Development of endogenous promoters that drive high-level expression of introduced genes in the model diatom Phaeodactylum tricornutum

Abstract

The marine diatom Phaeodactylum tricornutum is attractive for basic and applied diatom research. We isolated putative endogenous gene promoters derived from genes that are highly expressed in P. tricornutum: the fucoxanthin chlorophyll a/c-binding protein (FCP) C gene, the vacuolar ATP synthase 16-kDa proteolipid subunit (V-ATPase C) gene, the clumping factor A gene and the solute carrier family 34 member 2 gene.
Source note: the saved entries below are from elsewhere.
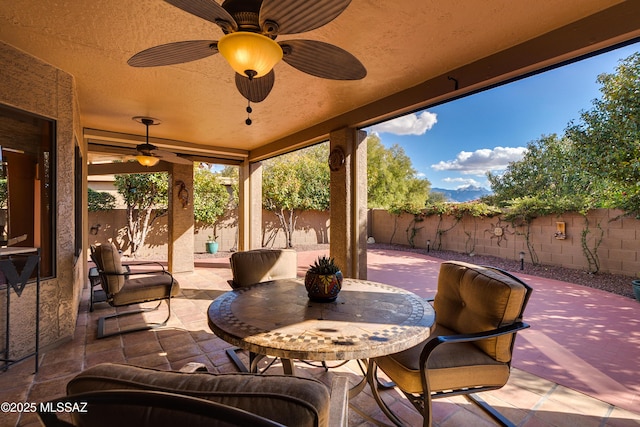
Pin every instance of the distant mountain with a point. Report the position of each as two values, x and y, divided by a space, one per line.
464 194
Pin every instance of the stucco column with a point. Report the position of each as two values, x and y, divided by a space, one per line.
181 223
250 206
348 207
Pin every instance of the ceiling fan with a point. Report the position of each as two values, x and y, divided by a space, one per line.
148 154
250 28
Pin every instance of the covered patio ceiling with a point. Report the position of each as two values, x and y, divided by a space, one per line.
416 53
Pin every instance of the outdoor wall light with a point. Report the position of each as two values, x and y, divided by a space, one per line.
250 54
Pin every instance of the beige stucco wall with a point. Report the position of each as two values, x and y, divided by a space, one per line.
312 228
33 86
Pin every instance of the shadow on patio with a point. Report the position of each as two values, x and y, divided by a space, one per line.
571 368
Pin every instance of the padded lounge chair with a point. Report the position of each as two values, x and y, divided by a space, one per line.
124 286
123 395
257 266
478 312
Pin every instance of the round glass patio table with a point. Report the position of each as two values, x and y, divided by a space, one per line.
368 319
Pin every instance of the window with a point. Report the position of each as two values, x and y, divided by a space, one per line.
27 177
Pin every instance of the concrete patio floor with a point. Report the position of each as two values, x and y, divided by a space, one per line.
574 367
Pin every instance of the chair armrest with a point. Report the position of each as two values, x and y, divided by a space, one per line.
134 273
339 403
449 339
136 263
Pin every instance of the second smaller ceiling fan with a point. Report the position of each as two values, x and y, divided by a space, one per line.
148 154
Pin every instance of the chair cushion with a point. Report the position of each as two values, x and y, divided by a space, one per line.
472 299
107 257
148 287
262 265
285 399
451 366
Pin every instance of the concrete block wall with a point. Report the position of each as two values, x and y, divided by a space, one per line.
618 236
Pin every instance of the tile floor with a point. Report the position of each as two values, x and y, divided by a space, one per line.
529 399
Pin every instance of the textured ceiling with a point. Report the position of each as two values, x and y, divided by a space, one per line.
402 44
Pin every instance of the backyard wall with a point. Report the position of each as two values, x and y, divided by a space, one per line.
312 227
618 250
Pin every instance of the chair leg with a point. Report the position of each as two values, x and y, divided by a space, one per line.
372 379
254 358
232 353
497 416
102 321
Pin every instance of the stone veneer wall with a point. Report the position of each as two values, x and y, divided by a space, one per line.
33 86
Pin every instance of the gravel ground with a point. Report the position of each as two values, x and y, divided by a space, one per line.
614 283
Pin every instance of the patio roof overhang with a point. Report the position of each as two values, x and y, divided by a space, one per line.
416 54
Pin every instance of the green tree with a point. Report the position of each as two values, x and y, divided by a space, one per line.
296 182
145 195
100 201
392 183
609 135
210 198
549 171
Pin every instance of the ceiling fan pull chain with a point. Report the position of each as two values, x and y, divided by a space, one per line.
249 110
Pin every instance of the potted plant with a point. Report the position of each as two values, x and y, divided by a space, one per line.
636 288
212 244
323 280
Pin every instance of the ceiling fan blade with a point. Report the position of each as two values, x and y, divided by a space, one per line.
208 10
322 60
174 53
298 16
256 89
170 157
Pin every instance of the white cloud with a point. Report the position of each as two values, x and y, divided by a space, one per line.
411 124
463 182
481 161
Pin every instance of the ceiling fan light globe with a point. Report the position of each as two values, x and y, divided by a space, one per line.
250 54
147 161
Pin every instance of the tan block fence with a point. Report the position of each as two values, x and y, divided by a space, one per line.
554 239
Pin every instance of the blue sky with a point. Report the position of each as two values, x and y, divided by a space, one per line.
454 144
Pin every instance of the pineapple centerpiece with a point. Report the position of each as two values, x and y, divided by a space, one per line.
323 280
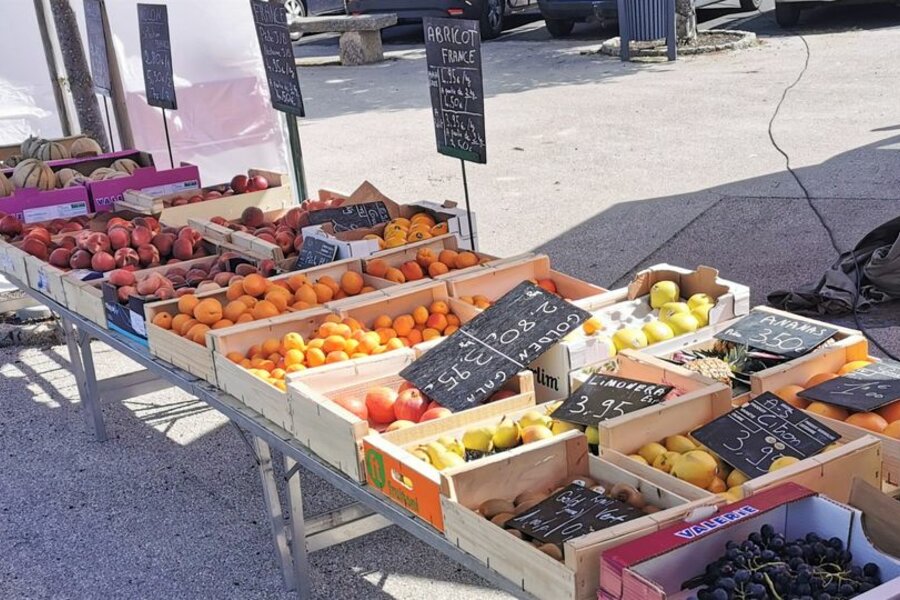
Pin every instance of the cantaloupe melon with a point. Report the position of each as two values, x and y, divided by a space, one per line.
85 147
125 165
51 151
32 173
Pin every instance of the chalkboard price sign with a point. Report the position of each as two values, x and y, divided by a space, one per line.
156 55
93 15
573 512
779 334
274 39
755 435
453 54
478 358
315 252
356 216
604 397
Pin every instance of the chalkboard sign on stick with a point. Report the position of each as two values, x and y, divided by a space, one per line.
93 16
604 397
571 513
315 252
275 46
777 333
156 55
477 359
755 435
453 54
355 216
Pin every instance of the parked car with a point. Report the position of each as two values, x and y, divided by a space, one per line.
490 13
560 16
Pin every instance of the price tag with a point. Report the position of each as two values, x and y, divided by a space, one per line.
156 55
571 513
453 54
270 19
777 333
603 397
755 435
476 360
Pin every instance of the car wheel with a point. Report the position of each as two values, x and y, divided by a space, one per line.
787 14
296 10
559 27
491 18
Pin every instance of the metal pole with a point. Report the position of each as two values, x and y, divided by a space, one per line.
296 154
468 210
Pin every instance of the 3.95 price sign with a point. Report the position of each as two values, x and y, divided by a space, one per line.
477 359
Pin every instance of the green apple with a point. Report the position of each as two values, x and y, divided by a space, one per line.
699 300
682 323
672 308
663 292
629 337
657 331
701 313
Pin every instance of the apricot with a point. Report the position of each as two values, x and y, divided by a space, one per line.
377 267
163 320
352 283
187 303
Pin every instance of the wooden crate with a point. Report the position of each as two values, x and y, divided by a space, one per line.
577 577
826 472
502 276
334 433
829 360
259 395
277 196
418 486
395 257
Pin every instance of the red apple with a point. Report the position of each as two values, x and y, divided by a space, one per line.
410 405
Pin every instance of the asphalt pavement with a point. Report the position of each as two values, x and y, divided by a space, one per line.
607 167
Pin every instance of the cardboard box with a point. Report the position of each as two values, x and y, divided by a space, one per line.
279 195
704 339
655 566
334 433
577 577
825 472
630 306
829 360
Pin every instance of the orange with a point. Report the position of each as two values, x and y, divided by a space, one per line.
234 309
437 268
440 307
324 293
420 315
187 303
255 284
827 410
891 412
293 341
892 430
352 283
853 365
871 421
466 259
819 378
163 320
315 357
788 393
404 324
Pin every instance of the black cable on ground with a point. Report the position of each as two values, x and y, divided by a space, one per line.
787 160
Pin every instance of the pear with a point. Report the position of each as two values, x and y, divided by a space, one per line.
507 435
479 439
663 292
671 309
533 417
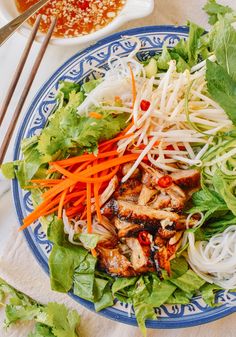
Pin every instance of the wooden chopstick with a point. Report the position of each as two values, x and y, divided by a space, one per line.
25 92
19 69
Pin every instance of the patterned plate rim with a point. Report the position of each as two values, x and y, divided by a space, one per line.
208 314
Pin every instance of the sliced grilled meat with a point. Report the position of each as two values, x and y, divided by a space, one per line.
129 190
186 178
166 233
140 256
126 229
161 201
177 196
114 262
145 195
127 167
138 214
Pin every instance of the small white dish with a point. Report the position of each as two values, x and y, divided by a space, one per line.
132 10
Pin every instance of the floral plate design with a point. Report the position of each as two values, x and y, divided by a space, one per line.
78 69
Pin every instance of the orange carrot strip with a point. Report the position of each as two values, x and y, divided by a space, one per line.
77 202
95 115
68 182
45 181
116 139
83 158
29 187
128 128
88 172
134 91
97 202
51 211
89 212
61 203
93 252
80 168
96 197
78 178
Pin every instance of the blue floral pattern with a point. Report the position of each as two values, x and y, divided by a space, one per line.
78 69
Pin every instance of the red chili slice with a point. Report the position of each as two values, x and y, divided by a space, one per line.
83 5
165 181
143 238
144 105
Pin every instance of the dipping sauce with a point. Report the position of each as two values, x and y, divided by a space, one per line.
75 17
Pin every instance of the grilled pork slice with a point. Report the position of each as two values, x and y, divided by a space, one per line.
165 253
127 167
129 190
138 214
161 201
166 233
140 256
126 228
177 196
114 262
145 195
186 178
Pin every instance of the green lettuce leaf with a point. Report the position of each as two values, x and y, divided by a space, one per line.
179 297
223 40
64 258
221 88
84 278
188 282
226 188
215 10
52 320
67 87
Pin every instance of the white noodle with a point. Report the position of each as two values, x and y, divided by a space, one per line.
215 261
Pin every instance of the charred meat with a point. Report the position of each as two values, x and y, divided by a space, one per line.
146 220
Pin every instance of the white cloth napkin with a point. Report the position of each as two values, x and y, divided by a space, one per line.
20 269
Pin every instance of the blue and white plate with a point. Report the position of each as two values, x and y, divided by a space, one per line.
78 69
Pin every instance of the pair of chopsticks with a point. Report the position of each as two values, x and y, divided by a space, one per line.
11 90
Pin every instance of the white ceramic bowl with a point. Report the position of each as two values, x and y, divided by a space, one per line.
132 10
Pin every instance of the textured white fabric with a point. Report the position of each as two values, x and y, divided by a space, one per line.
20 269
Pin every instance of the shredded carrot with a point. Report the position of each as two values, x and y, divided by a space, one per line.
114 140
83 158
95 115
45 181
61 203
80 168
134 91
89 212
93 252
77 202
96 197
88 172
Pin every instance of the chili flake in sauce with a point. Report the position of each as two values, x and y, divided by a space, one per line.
75 17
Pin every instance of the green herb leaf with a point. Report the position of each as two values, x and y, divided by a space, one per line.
188 282
214 10
221 87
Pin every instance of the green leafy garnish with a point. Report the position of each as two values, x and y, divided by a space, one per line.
52 320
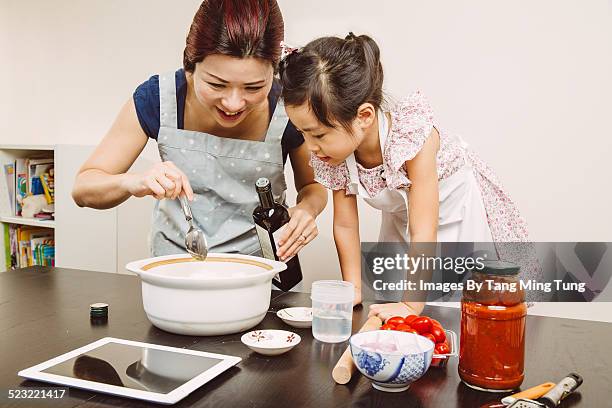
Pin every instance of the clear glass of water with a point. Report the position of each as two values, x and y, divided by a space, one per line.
332 310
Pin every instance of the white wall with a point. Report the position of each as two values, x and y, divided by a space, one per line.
526 83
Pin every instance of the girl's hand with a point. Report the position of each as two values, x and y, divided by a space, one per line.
299 231
164 180
358 298
388 310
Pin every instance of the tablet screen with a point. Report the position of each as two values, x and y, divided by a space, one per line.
134 367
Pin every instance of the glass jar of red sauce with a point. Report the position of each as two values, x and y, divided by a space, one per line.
492 345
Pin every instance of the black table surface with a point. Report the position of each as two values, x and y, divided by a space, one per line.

Five putative promoter regions were isolated, linked to an antibiotic resistance gene (Sh ble) and transformed into P. tricornutum. Using quantitative RT-PCR, the promoter activities in the transformants were analyzed and compared to that of the diatom endogenous gene promoter, the FCP A gene promoter which has been used for the transformation of P. tricornutum. Among the five isolated potential promoters, the activity of the V-ATPase C gene promoter was approximately 2.73 times higher than that of the FCP A gene promoter. The V-ATPase C gene promoter drove the expression of Sh ble mRNA transcripts under both light and dark conditions at the stationary phase. These results suggest that the V-ATPase C gene promoter is a novel tool for the genetic engineering of P. tricornutum.